Woo continued, “Something has occurred, something that has had a profound impact on Little Roy’s behavior patterns. I don’t know if a bossperson has gotten to him, or perhaps we are seeing the results of Drak’s interference. As interested as you may be in Drak’s interview with Little Roy’s, I am equally concerned. Why did Drak have to go around me, and why take such extreme measures to keep it a sekrit? I would have granted him an interview with Little Roy, if only he’d asked. I am convinced that Drak actually tried to keep it a sekrit from me. If not for Little Roy’s unique time sense, I wouldn’t have any notion of their meeting. I don’t like it, and would like to to examine Little Roy. As we have discussed earlier, specific barriers have been established against magical penetration; we will have to resort to something from your bag of tricks — something that will have escaped Drak’s precautions. Perhaps you can get a line on what is happening. I know we’ve talked about this little Maginot Line end-run before. After Little Roy’s refusal to turn us in, my intuition is screaming that we shouldn’t delay.”
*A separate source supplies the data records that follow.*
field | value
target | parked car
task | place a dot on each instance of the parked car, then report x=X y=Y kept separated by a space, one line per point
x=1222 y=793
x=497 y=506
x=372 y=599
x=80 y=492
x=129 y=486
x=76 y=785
Ja Mere tried not to burst into glee. Even though this was perhaps the break he had been waiting for, his friend was obviously distressed and one shouldn’t be too overjoyed when in the midst of such deep piles of trouble — at least one shouldn’t show too much joy. “You can count on me, Woo. Have Little Roy stop by my apartment sometime this evening. I’ll try to get back to you with a report late tonight.”

“Good. Since he’s been so erratic in his guard duty, I’ll stop by his suburb on one pretext or other and send him over. I’m not sure how. Just play along with what ever excuse I’ve concocted when he gets there.”

Ja Mere waved to Woo and headed to the door to leave. “Open please.”

“What’s the magic word.”

“How about sledge hammer?”

“Well, you don’t have to get huffy about it, I was just about to unbolt myself and open.”

“Of course, you were. I appreciate your fine dedication to duty and enhanced sense of enlightened self-interest.”

As Ja Mere was walking out the door it closed behind him, catching Ja Mere on the heels.

“Glad to be of service.”

“Open please, I’ll be leaving as well. And, in case you were wondering the password is ‘swordfish’.”

“Glad to be of service.”

This time the door opened and closed without a problems. It might be okay to bite the hand that feeds you, but one should try to refrain from nipping the hand of a wizard. Their ways are mysterious, and they are swift to anger. Or, at least that’s this door’s experience.